Students Experience Printing the Old-Fashioned Way
Bloomsburg
Posted
Today, when you want something printed, it’s as easy and convenient as typing on a computer and sending it to a printer.
Beginning this semester, Bloomsburg graphic design students are getting experience in printing as it was done a hundred years ago. In the process they are getting a new appreciation for design.
James Dunlap, associate professor of art and art history, installed a letterpress in the university’s art studios. The press is a gift from Ernie Blitzer, a friend of Dunlap’s who retired in South Carolina from a decades-long career in printing and advertising. Dunlap and Chad Andrews, associate professor of art and art history who teaches printmaking, drove down to South Carolina over the winter break to move and install the donated letterpress and dozens of cases of metal type.
“Students have spent their lives typing on a device,” says Dunlap. “This historical approach gives students better understand working with typography and the history of graphic design. It also offers a more traditional, hand-made aesthetic than the computer offers.”
A letterpress uses individual metal castings of letters, arranged in lines to print pages. The term “leading” used for the space between lines in graphic design today comes from the thin strips of metal used to create space between lines of metal letters.

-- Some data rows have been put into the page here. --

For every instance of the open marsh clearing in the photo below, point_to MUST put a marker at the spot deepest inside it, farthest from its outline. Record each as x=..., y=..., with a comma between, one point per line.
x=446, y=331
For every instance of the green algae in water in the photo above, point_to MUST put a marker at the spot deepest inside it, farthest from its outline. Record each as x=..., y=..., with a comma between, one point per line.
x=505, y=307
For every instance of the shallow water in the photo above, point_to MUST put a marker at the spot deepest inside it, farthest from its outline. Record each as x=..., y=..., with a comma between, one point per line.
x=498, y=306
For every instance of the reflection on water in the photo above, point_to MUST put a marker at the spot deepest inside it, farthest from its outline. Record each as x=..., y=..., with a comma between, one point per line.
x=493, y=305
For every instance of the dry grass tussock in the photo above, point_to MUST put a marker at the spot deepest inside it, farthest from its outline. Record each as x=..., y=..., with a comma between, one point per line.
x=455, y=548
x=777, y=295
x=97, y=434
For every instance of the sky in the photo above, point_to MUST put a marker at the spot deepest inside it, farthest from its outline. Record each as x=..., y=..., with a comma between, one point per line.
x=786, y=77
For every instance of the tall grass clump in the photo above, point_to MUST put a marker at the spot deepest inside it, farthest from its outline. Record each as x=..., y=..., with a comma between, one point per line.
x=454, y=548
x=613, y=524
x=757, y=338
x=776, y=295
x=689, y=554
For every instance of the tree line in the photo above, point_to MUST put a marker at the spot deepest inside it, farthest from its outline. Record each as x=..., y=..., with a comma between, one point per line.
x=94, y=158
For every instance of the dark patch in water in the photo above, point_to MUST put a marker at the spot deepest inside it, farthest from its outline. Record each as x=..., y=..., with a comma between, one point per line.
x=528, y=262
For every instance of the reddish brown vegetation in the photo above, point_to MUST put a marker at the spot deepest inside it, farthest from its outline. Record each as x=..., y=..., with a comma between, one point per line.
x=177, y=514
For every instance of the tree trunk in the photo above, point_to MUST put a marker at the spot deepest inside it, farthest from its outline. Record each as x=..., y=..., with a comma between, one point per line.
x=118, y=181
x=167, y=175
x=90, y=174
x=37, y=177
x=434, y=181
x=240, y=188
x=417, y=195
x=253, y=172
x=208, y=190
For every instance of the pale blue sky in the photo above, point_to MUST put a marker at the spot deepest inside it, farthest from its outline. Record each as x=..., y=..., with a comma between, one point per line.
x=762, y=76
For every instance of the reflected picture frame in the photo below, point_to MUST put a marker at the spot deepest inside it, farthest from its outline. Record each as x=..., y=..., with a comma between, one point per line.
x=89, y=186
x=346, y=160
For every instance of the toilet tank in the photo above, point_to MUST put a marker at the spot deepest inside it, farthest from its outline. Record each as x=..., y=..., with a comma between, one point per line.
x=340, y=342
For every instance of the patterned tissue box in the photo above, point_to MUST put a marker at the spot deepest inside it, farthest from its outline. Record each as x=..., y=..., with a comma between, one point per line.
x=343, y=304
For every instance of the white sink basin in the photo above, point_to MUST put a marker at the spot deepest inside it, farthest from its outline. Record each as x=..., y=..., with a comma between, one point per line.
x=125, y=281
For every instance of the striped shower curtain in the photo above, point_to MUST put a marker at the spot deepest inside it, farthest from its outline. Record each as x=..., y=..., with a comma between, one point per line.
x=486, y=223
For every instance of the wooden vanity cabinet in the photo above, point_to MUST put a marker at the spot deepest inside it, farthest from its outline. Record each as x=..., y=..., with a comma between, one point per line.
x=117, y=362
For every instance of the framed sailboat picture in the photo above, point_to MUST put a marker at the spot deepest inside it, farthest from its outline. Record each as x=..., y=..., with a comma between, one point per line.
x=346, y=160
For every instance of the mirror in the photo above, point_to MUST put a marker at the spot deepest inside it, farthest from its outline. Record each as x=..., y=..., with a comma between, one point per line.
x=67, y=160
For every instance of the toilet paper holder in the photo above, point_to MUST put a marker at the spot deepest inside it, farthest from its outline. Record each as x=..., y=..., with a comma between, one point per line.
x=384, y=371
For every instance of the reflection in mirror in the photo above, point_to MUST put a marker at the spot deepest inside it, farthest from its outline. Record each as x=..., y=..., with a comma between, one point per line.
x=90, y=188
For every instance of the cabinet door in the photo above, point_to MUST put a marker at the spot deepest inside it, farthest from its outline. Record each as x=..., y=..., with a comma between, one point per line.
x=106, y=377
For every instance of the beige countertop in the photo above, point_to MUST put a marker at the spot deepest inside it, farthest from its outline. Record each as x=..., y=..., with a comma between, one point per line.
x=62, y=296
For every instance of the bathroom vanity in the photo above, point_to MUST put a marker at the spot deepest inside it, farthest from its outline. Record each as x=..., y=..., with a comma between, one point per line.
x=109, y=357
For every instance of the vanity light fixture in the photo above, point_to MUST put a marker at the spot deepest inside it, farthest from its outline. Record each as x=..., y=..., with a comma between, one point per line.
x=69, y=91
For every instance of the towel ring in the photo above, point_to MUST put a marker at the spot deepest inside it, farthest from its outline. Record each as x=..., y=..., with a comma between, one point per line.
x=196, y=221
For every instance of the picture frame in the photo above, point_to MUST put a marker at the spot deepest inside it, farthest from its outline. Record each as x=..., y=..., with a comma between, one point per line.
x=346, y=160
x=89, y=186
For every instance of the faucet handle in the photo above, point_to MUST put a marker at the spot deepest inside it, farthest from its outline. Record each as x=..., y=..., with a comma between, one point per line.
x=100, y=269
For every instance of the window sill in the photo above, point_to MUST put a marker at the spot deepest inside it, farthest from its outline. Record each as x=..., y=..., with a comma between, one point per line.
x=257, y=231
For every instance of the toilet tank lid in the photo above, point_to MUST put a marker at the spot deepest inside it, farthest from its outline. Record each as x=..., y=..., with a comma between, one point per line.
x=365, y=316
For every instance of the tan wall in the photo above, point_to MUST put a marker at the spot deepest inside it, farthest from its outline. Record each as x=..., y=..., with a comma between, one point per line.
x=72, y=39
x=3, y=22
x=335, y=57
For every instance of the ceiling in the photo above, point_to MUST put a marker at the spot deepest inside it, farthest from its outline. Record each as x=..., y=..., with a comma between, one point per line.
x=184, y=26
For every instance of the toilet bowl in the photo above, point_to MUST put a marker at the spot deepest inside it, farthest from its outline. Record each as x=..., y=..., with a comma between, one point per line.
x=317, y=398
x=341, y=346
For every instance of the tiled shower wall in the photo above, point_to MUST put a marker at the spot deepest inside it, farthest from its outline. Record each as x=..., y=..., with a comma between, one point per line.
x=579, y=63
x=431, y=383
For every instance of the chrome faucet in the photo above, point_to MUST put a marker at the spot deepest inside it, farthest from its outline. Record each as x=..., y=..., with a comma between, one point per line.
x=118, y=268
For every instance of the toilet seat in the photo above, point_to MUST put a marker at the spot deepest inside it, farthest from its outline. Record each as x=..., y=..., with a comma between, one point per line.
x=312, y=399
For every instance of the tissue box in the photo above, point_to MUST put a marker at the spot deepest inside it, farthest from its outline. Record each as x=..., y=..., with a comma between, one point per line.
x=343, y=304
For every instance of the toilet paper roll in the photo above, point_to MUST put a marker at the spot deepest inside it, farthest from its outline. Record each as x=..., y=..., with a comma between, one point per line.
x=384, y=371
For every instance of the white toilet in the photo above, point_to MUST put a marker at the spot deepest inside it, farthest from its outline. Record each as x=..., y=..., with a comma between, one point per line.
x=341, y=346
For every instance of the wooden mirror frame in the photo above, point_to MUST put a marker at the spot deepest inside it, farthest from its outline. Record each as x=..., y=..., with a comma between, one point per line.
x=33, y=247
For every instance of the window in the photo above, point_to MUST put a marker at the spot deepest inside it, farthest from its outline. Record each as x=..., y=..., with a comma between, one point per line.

To create a page for printing, Dunlap’s students arrange the individual letters in mirror image lines in a frame called a “galley” — another printing term that has found new life as a term for a proof of project. Once the metal type is arranged, the students roll ink on the letters. They place paper on the inked letters and move the entire assemblage under a large metal roller that presses the paper into the inked metal.
The letterpress will allow a new course “Letterpress Printing” to be offered in the Fall 2023 semester. “The world we live in is dominated by the digital landscape,” says Dunlap. “The letterpress offers a different view of the production of writing. There still is a market for letterpress work more formal design such as wedding invitations, thank you notes, and formal letters. It offers the opportunity to create something with a more special meaning behind it.”
“It’s not the fastest way to produce text but it’s more about the tactile feel and thought that goes into it,” says Dunlap. “I enjoy the change from working digitally. It’s nice to work slowly, and you really think through what you want to print and how to go about it.”
“You have to think and pick a font very intentionally. You can’t just change it at the touch of a button, like you would on a computer. The goal is to have the students think more critically about how the text is placed onto the page. This has all the potential to help students in their design and typography skills.”